These Georgia rappers are waging a grassroots war against coronavirus misinformation

Cantrell in the 'First To Know' music video. Courtesy of The Auxiliary
Culture

It’s a grim fact that lower-income populations are disproportionately afflicted by coronavirus — and living in crowded conditions only makes the risk of infection worse. In mid-May, Gothamist reported that New York City public housing residents who contracted COVID-19 were more than twice as likely to die from the disease than the general population. Wealthy Americans may have decamped from cities en masse for the relative safety of the suburbs, but most folks simply don’t have that luxury. With the governmental response to the pandemic scattershot at best, it’s become starkly obvious that ordinary people have to take health and safety measures into their own hands if they want to protect their communities.

That’s where a grassroots example of musical activism out of Albany, Georgia, comes in. Up-and-coming local rapper Cantrell recently released a single and accompanying music video, titled “First To Know,” to spread awareness about an innovative community alert system used by the Albany Housing Authority to keep residents in-the-loop from a safe distance. The gospel-rap PSA is pretty darn catchy, firstly. But more importantly, the music video represents a brand-new, unique approach to the ongoing battle against coronavirus misinformation.

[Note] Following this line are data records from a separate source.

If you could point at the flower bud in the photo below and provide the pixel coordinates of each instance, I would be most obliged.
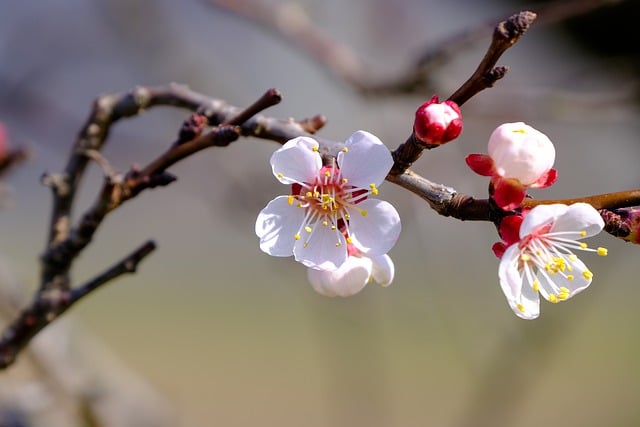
(623, 223)
(437, 122)
(521, 152)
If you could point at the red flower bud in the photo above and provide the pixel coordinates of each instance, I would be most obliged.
(437, 122)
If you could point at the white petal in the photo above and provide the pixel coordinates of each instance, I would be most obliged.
(541, 215)
(510, 279)
(383, 269)
(349, 279)
(522, 299)
(367, 160)
(277, 225)
(580, 217)
(321, 250)
(296, 161)
(378, 230)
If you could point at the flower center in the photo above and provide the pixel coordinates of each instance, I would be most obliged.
(329, 202)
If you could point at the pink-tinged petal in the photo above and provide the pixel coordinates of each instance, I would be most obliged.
(325, 248)
(297, 161)
(508, 193)
(540, 216)
(375, 224)
(481, 164)
(509, 229)
(498, 249)
(349, 279)
(383, 270)
(546, 180)
(366, 160)
(528, 307)
(277, 225)
(579, 217)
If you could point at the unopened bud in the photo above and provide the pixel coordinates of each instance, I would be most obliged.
(437, 122)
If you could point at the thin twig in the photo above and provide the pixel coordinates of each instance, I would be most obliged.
(48, 305)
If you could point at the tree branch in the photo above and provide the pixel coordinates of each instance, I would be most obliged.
(48, 305)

“Being from Albany, we’ve always had to defy the odds and have each other’s back[s],” a message from Cantrell reads at the beginning of the video. The small Georgia city became a COVID-19 hotspot in April, facing the fourth-worst outbreak of coronavirus per capita in the U.S. at the time. Fade in on the rapper and Georgia coroner Michael Fowler, who laments the death toll from COVID-19 in Dougherty County, where Albany is located. The coroner asks Cantrell to help spread the word about wearing masks and social-distancing. “I know exactly what to do. I’ve got you,” the rapper replies. Then he gets on the phone and enlists a bunch of other local artists — like Big Josh, OG 12, and Jo3 H3nson — to rap about where Albany residents can find understandable, up-to-date information about the pandemic.

The primary goal of “First To Know” is to spread awareness about the UgoRound app, an innovative, anonymous geo-alerting platform used by communities to keep citizens informed. The Albany Housing Authority is using the app to power its First-To-Know Community Alert System; all residents have to do is download the UgoRound app and sign-up for their local group (without logging in or providing any personal information). Then they can forget about the app until there’s an emergency they need to know about. In the instance of COVID-19, UgoRound enables the AHA to notify residents if there’s an outbreak in their neighborhood and tell them where to get tested — all while circumventing postal delays, clogged email inboxes, unreliable information on social media, and the risk of infection via in-person communication.

The gospel-rap campaign to get people to download UgoRound on their phones was the brainchild of The Auxiliary, a digital marketing agency founded specifically to combat COVID-19 misinformation. “Massive reality-shaping platforms like Facebook have engaged in a disinformation-for-profit business model that is killing people every day,” Imran Hafiz, CEO of The Auxiliary, told Mic. “Local communities need access to an authoritative alerting platform grounded in facts and science that creates no room for conspiracists and trolls to hijack the public health agenda.”

The idea is that if First-To-Know is successful in Albany, other housing authorities could implement the system themselves, a prospect The Auxiliary hopes comes to fruition, for the good of the people. “There are 1.2 million Americans living in the 3,400 public housing authorities in the United States,” the agency wrote in a recent Medium post about the “First To Know” campaign with Cantrell and AHA. “Our vision is a world where the most underserved Americans are the most informed about COVID.”